Caro ministro da Educação, venho por este meio solicitar-lhe que bana o livro "Auto da Barca do Inferno" do Plano Nacional de Leitura por conter linguagem susceptível de ferir os meus educandos, os educandos da dona Preciosa, a minha vizinha do 4.º C, que não pede tomates na mercearia por considerar a palavra uma obscenidade, e ainda os educandos do Tibúrcio, que fazem o sinal da cruz e rezam três ave-maria antes de comerem punheta de bacalhau, um prato de que o pai gosta muito, mas o enche de remorsos. Vá-se lá saber porquê.
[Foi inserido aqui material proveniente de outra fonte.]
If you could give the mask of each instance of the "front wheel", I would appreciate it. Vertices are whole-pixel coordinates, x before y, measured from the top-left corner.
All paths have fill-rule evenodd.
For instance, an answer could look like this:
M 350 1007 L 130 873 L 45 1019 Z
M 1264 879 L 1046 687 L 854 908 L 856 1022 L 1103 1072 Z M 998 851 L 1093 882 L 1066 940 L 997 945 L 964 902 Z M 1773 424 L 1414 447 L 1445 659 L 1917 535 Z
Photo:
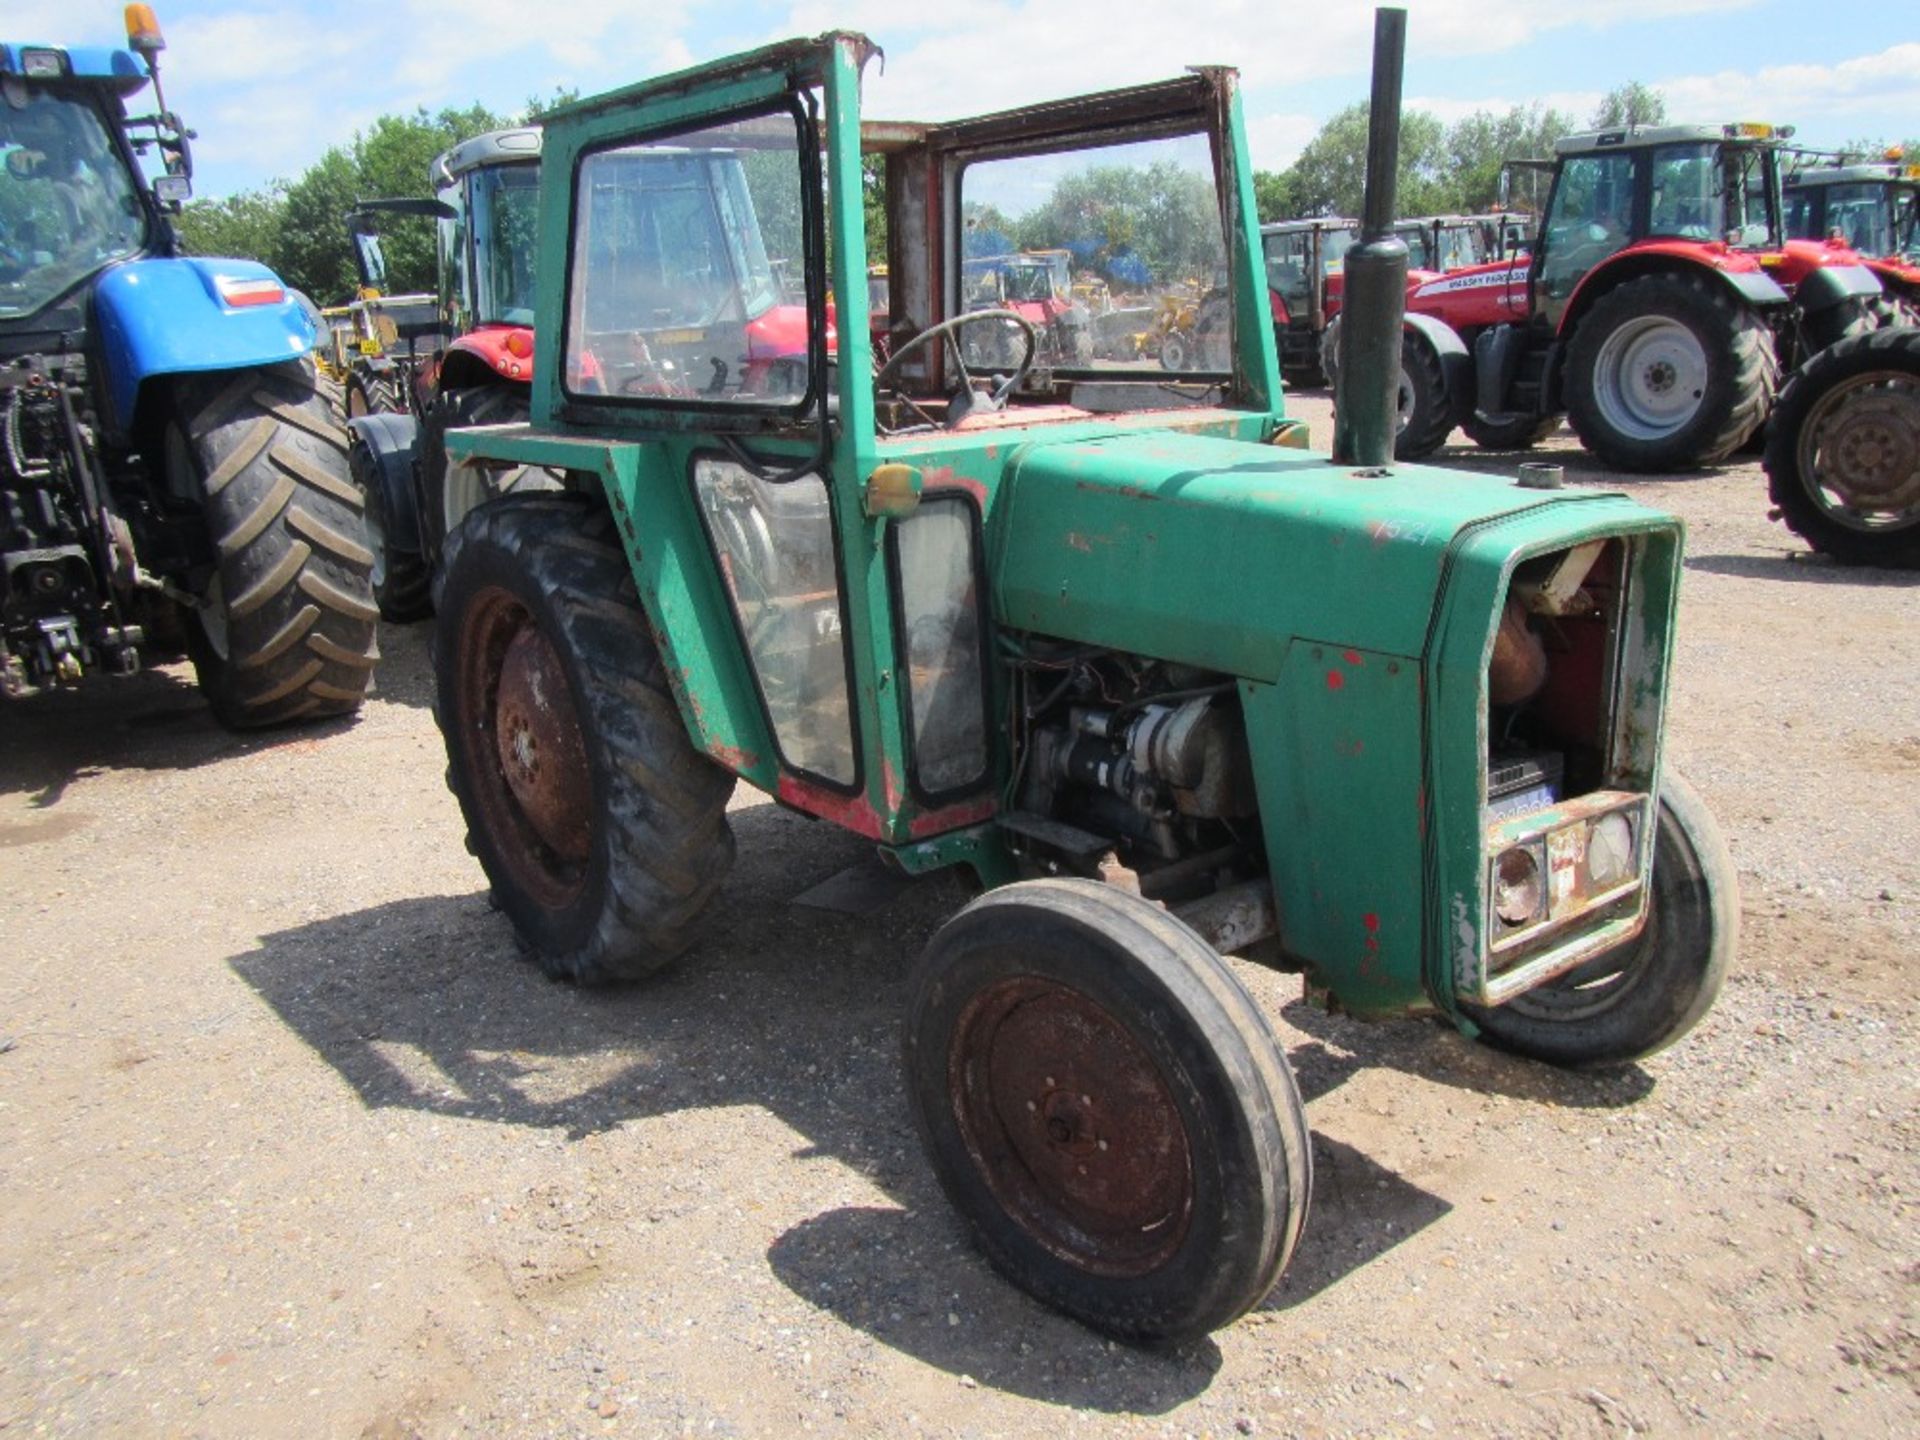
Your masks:
M 1453 402 L 1447 394 L 1446 371 L 1433 348 L 1415 335 L 1400 341 L 1400 388 L 1397 394 L 1398 430 L 1394 435 L 1396 460 L 1419 460 L 1446 443 L 1453 433 Z
M 733 776 L 687 735 L 612 515 L 569 495 L 470 515 L 434 675 L 468 848 L 542 968 L 593 984 L 687 950 L 733 864 Z
M 1779 389 L 1773 336 L 1717 279 L 1661 271 L 1602 295 L 1567 349 L 1567 419 L 1620 470 L 1687 470 L 1738 450 Z
M 190 379 L 162 464 L 197 494 L 213 565 L 187 627 L 219 721 L 254 729 L 360 708 L 379 658 L 360 491 L 302 361 Z
M 1469 440 L 1482 450 L 1531 450 L 1560 428 L 1558 415 L 1511 415 L 1483 420 L 1478 414 L 1460 422 Z
M 1733 856 L 1706 802 L 1680 776 L 1660 785 L 1647 923 L 1625 945 L 1504 1005 L 1463 1007 L 1487 1041 L 1576 1069 L 1664 1050 L 1720 994 L 1739 944 Z
M 1109 1334 L 1229 1324 L 1286 1268 L 1306 1114 L 1265 1018 L 1206 941 L 1085 880 L 992 891 L 921 956 L 908 1094 L 987 1258 Z
M 527 418 L 525 385 L 473 385 L 445 390 L 427 406 L 420 426 L 420 545 L 430 570 L 437 569 L 447 537 L 469 511 L 507 494 L 558 490 L 559 482 L 545 470 L 522 465 L 489 471 L 473 465 L 447 463 L 447 432 L 470 425 L 513 425 Z
M 1780 518 L 1843 565 L 1920 569 L 1920 330 L 1843 340 L 1788 383 L 1767 441 Z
A realidade é que os escritores têm a mania de que a moral e os bons costumes são coisas para usar em tudo menos nas respectivas obras. Foi a coberto deste sentimento de impunidade que o Valter escreveu este trecho literário no seu livro "O Nosso Reino": "E a tua tia sabes de que tem cara, de puta, sabes o que é, uma mulher tão porca que fode com todos os homens e mesmo que tenha racha para foder deixa que lhe ponha a pila no cu." Nunca li tanta pouca-vergonha em tão poucas linhas.
E agora vamos ao Gil, cuja circunstância de ter escrito em português arcaico não o deve eximir de ter tratamento distinto. Por exemplo, no dito auto, coloca o Diabo a solicitar "Abaxa má-hora esse cu!", o Anjo a proferir um conselho "Não vindes vós de maneira/pera ir neste navio./Esse outro vai mais vazio:/e a cadeira entrará/e o rabo caberá/e todo o vosso senhorio", o Sapateiro a dizer "Arrenagaria eu da festa/e da puta da barcagem!" e ainda um Judeu a declamar (cheira-me a anti-semitismo) "Por vida do Semifará/Que me passeis o cabrão!/Querês mais outro testão?/nenhum bode há-de vir cá". Ora, se isto não é também pouca-vergonha, vou ali já e venho.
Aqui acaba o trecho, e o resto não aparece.